When 24 year-old Lindsey Taylor applied at Zazou Salon and Spa and started an apprenticeship with Tara Main, she had no idea what she was in for. She was almost immediately put into the newly created position of personal assistant, began working on clients’ colour—in addition to programs, projects, work plans, homework, tests and a weekly four-hour learning session. “I started working with Tara every day, watching all the stylists, soaking it all in,” says Taylor. “It was difficult, but I knew I had to start at the bottom and work my way up, so I stuck it out.”
No Shortcuts
“I was tough. There were tears,” Main recalls, “I cried some too!” But Main says she now gets thanked for pushing stylists so hard to be the best they can be. “It was not an easy program, but anyone who went through it is a success, and Lindsay is an example of that.” Main’s two years’ experience as an Aveda Certified Colour Educator and Hair Cutting Educator helped her develop the program.
Mentee Becomes Mentor
“Learning from someone who’s so talented, someone who has made it so far, who’s been through everything I was about to go through, just knowing that I could get there helped me. I could see the light at the end of the tunnel’” says Taylor. “I’ve come so far now. I’m a senior stylist at Zazou, and looking at bringing on a personal assistant of my own.”
Words of Wisdom
Being voted a Favourite Hairstylist in a local paper and selected as a semi-finalist in the Avant Garde category of the Contessa Awards, Taylor offers this advice to those about to enter a mentoring relationship: “Look to work with someone you can get along with and work similarly to. Have faith because there will be bumps and lots of tears, but you can get through it, you just have to stick with it.”
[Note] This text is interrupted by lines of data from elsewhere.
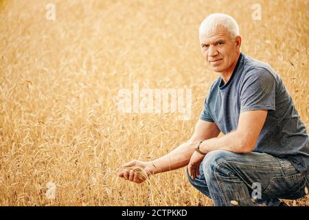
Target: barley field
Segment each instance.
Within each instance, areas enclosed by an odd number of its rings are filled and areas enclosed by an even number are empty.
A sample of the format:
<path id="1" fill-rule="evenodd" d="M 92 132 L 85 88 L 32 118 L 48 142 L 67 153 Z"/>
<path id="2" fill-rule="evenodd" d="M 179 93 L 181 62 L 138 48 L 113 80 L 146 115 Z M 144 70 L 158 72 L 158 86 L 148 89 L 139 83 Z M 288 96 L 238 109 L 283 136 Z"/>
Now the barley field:
<path id="1" fill-rule="evenodd" d="M 0 206 L 212 206 L 185 168 L 142 184 L 117 172 L 192 134 L 219 76 L 199 47 L 209 13 L 235 18 L 242 52 L 278 73 L 308 125 L 308 8 L 304 0 L 0 1 Z M 191 118 L 120 112 L 115 97 L 135 83 L 191 89 Z M 309 206 L 309 197 L 286 201 Z"/>

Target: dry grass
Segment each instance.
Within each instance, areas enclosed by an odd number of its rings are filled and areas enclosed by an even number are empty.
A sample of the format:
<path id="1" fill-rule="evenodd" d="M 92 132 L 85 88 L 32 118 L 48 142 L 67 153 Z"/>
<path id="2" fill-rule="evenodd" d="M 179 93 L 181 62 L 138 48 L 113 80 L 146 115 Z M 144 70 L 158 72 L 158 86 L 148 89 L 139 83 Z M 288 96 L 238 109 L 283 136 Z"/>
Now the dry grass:
<path id="1" fill-rule="evenodd" d="M 45 6 L 56 5 L 56 21 Z M 207 206 L 185 169 L 134 184 L 115 175 L 133 158 L 165 154 L 192 135 L 211 82 L 199 23 L 238 21 L 242 50 L 268 62 L 308 123 L 308 1 L 1 1 L 0 205 Z M 121 88 L 192 88 L 192 120 L 121 114 Z M 46 184 L 56 185 L 55 199 Z M 308 206 L 304 198 L 290 205 Z"/>

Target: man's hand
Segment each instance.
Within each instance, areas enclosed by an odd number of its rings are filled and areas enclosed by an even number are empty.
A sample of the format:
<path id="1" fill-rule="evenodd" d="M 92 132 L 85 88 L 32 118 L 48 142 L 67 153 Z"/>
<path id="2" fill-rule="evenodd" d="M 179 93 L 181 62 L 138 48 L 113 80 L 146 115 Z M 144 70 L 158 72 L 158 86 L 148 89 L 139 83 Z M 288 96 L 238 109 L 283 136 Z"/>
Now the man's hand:
<path id="1" fill-rule="evenodd" d="M 194 179 L 198 175 L 200 175 L 200 164 L 205 156 L 205 155 L 203 155 L 196 151 L 194 151 L 192 154 L 187 166 L 189 175 L 192 179 Z"/>
<path id="2" fill-rule="evenodd" d="M 133 160 L 121 168 L 118 176 L 137 184 L 144 182 L 151 175 L 151 167 L 148 163 Z"/>

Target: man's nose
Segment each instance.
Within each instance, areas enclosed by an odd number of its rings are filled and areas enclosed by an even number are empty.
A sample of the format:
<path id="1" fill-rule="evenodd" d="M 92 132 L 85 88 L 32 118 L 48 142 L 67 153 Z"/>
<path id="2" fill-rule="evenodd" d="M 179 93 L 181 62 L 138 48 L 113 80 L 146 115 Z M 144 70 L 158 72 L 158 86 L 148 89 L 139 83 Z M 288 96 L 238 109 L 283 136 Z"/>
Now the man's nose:
<path id="1" fill-rule="evenodd" d="M 218 54 L 216 47 L 214 47 L 213 45 L 210 45 L 209 48 L 208 50 L 208 56 L 216 56 Z"/>

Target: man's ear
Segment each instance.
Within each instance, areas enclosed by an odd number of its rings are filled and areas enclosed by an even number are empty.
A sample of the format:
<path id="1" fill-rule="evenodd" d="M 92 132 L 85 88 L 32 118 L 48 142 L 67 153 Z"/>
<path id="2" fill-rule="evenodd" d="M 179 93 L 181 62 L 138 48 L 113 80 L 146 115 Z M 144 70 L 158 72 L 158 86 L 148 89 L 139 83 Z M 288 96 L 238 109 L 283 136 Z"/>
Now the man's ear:
<path id="1" fill-rule="evenodd" d="M 240 46 L 242 45 L 242 37 L 240 35 L 236 36 L 235 41 L 236 42 L 237 49 L 240 49 Z"/>

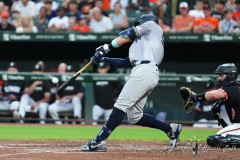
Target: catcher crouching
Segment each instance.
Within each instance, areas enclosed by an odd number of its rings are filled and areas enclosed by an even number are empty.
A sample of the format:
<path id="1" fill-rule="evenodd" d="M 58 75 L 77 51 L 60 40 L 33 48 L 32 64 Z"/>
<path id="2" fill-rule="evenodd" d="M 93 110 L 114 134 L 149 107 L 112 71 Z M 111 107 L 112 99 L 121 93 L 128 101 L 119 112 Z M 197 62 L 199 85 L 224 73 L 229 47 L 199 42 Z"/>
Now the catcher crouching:
<path id="1" fill-rule="evenodd" d="M 215 89 L 196 94 L 188 87 L 180 87 L 185 112 L 190 112 L 196 101 L 217 100 L 211 112 L 218 124 L 223 127 L 215 135 L 207 138 L 211 147 L 240 147 L 240 83 L 235 64 L 219 65 L 214 72 Z"/>

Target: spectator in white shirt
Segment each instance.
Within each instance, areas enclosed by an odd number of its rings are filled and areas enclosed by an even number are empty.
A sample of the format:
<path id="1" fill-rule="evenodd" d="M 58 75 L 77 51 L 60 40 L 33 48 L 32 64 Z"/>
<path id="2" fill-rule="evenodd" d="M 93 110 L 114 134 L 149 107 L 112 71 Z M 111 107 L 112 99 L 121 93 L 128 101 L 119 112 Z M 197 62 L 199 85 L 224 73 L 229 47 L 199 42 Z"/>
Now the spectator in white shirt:
<path id="1" fill-rule="evenodd" d="M 57 17 L 50 19 L 48 28 L 50 32 L 67 31 L 69 27 L 69 18 L 65 15 L 65 9 L 60 6 L 57 9 Z"/>
<path id="2" fill-rule="evenodd" d="M 17 10 L 20 12 L 21 16 L 31 16 L 35 17 L 36 12 L 36 3 L 31 0 L 19 0 L 15 1 L 12 5 L 12 11 Z"/>
<path id="3" fill-rule="evenodd" d="M 17 33 L 37 33 L 38 29 L 33 24 L 31 16 L 22 16 L 20 19 L 20 26 L 16 28 Z"/>
<path id="4" fill-rule="evenodd" d="M 190 10 L 190 11 L 188 12 L 188 14 L 189 14 L 190 16 L 194 16 L 195 19 L 204 18 L 205 15 L 204 15 L 204 13 L 203 13 L 203 5 L 204 5 L 203 0 L 196 0 L 195 6 L 194 6 L 195 9 Z"/>
<path id="5" fill-rule="evenodd" d="M 36 12 L 37 13 L 39 13 L 41 7 L 45 5 L 45 1 L 46 0 L 40 0 L 39 2 L 37 2 L 37 4 L 36 4 Z M 59 6 L 58 2 L 56 2 L 55 0 L 51 0 L 51 1 L 52 1 L 52 10 L 56 10 Z"/>
<path id="6" fill-rule="evenodd" d="M 92 32 L 103 33 L 111 32 L 113 30 L 113 22 L 109 17 L 102 14 L 101 9 L 94 7 L 91 11 L 92 19 L 89 26 Z"/>

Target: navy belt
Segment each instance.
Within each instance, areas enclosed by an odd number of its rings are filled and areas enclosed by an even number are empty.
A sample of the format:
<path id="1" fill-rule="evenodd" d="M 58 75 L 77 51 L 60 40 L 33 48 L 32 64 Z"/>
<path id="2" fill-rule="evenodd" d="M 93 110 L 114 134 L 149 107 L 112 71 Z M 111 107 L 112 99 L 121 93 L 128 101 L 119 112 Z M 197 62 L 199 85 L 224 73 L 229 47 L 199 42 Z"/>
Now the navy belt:
<path id="1" fill-rule="evenodd" d="M 141 61 L 140 64 L 148 64 L 150 63 L 151 61 Z"/>
<path id="2" fill-rule="evenodd" d="M 140 64 L 148 64 L 148 63 L 150 63 L 150 62 L 151 62 L 151 61 L 145 60 L 145 61 L 141 61 Z M 158 65 L 156 64 L 156 66 L 158 66 Z"/>

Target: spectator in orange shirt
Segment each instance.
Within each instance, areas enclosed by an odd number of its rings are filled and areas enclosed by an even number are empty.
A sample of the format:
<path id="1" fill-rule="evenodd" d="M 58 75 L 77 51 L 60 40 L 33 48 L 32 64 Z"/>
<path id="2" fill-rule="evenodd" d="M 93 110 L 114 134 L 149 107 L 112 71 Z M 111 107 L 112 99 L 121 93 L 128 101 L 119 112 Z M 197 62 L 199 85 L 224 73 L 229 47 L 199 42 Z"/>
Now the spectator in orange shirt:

For Main, the experience enriched her life immensely. “My biggest need in life is teaching, mastery and creating a platform for others to grow,” she states. “I remember the people who helped me along the way—but I remember times when I wasn’t treated well as an apprentice and that’s something I want to stop. I want apprenticeship to be looked as a mentor and mentee relationship and not where I’m the master and you’re the slave.”